Par Nicolas Fourny - 22/05/2023

« La Pagode démontre qu’un roadster allemand peut prétendre à une certaine frivolité, et ce sans pasticher ni le romantisme latin, ni le raffinement sensuel des voitures britanniques » 

Les cabriolets Mercedes, c’est une très longue histoire et, même sans remonter plus loin que l’après-guerre, il faudrait plusieurs volumes pour en narrer toutes les péripéties jusqu’à nos jours.
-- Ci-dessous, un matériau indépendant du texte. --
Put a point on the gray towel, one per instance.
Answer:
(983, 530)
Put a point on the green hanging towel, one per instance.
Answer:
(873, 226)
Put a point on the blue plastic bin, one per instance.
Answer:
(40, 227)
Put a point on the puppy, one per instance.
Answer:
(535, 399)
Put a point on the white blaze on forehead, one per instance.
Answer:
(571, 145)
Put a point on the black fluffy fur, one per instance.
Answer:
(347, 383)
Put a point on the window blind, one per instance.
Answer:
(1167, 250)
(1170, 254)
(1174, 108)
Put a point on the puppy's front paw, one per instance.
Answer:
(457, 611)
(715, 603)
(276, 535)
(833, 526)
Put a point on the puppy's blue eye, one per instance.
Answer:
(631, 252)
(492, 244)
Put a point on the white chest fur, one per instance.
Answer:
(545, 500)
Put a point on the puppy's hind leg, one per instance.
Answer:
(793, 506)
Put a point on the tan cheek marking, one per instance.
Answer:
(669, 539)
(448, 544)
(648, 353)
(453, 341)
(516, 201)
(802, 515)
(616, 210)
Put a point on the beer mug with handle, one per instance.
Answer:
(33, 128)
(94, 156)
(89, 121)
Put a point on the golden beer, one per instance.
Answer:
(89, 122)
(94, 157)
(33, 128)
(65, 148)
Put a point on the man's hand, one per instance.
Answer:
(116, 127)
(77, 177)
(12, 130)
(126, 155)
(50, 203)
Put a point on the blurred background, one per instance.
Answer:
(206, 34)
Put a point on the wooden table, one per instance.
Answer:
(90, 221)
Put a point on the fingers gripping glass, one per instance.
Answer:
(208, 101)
Car la famille des roadsters Sport Leicht, inaugurée par la 190 SL dès 1955, aura traversé toutes les époques, le plus souvent avec un succès qui, inévitablement, s’est ensuite transformé en gloire attisée par la convoitise des collectionneurs. Bien sûr, la Pagode dont nous fêtons le soixantenaire cette année ne peut prétendre à l’aura de la 300 SL originelle, ni au prodigieux succès commercial de la série 107, ni à la débauche un peu vaine de puissance à laquelle on a assisté depuis le début des années 2000, mais le fait est : l’auto suscite à présent un désir toujours plus ardent — lequel n’a rien de véritablement surprenant dès lors que l’on s’attarde à en explorer les motifs. Suivez le guide…
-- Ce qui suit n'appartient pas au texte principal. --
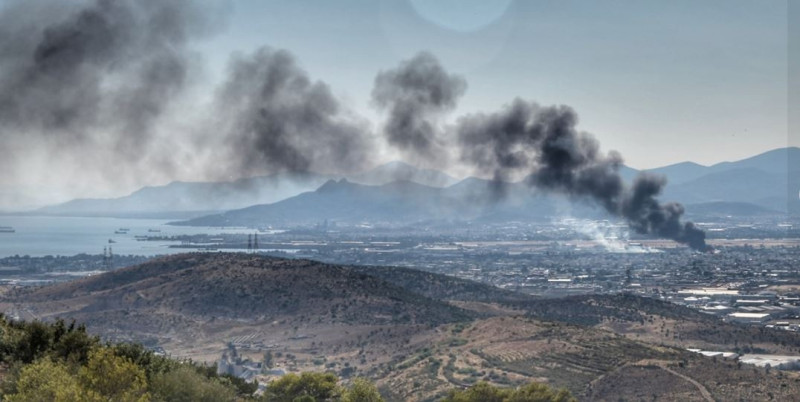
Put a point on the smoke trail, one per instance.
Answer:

Inflation, j'écris ton nom

Dans son numéro d’avril 2023, le magazine Autoretro consacre sa rubrique « Le vrai prix » à la Pagode. Entre autres informations, on peut y trouver la cote LVA pour les différentes versions du modèle ; celle-ci fluctue de 85 000 à 120 000 euros (ces valeurs s’entendent pour des voitures en très bon état de marche et de présentation ; elles sont assez fréquemment dépassées lorsque les exemplaires proposés à la vente le justifient — en août 2021, RM Sotheby’s a ainsi vendu une 280 SL de 1968 pour 335 000 dollars). L’évolution de la cote depuis une dizaine d’années peut certes laisser songeurs ceux qui ne scrutent le marché qu’à travers le prisme étroit des transactions françaises mais, au-delà de nos frontières, nombreux sont les amateurs qui se montrent désormais sensibles à l’impérieux agrégat que représente cette génération et qui convoque pêle-mêle la nostalgie d’un âge d’or stuttgartois, le bonheur de pouvoir rouler longtemps sans appréhension et, en tout premier lieu, l’irréfutable grâce de cette carrosserie qui n’a jamais connu la disgrâce réservée aux voitures d’occasion. Ce statut très particulier, qui tient sans doute aussi à la relative rareté du modèle (moins de 50 000 unités versus près de 240 000 R107 !), a préservé une série qui incarne, peut-être mieux que toute autre, les substrats du roadster étoilé dans l’acception la plus pure du concept.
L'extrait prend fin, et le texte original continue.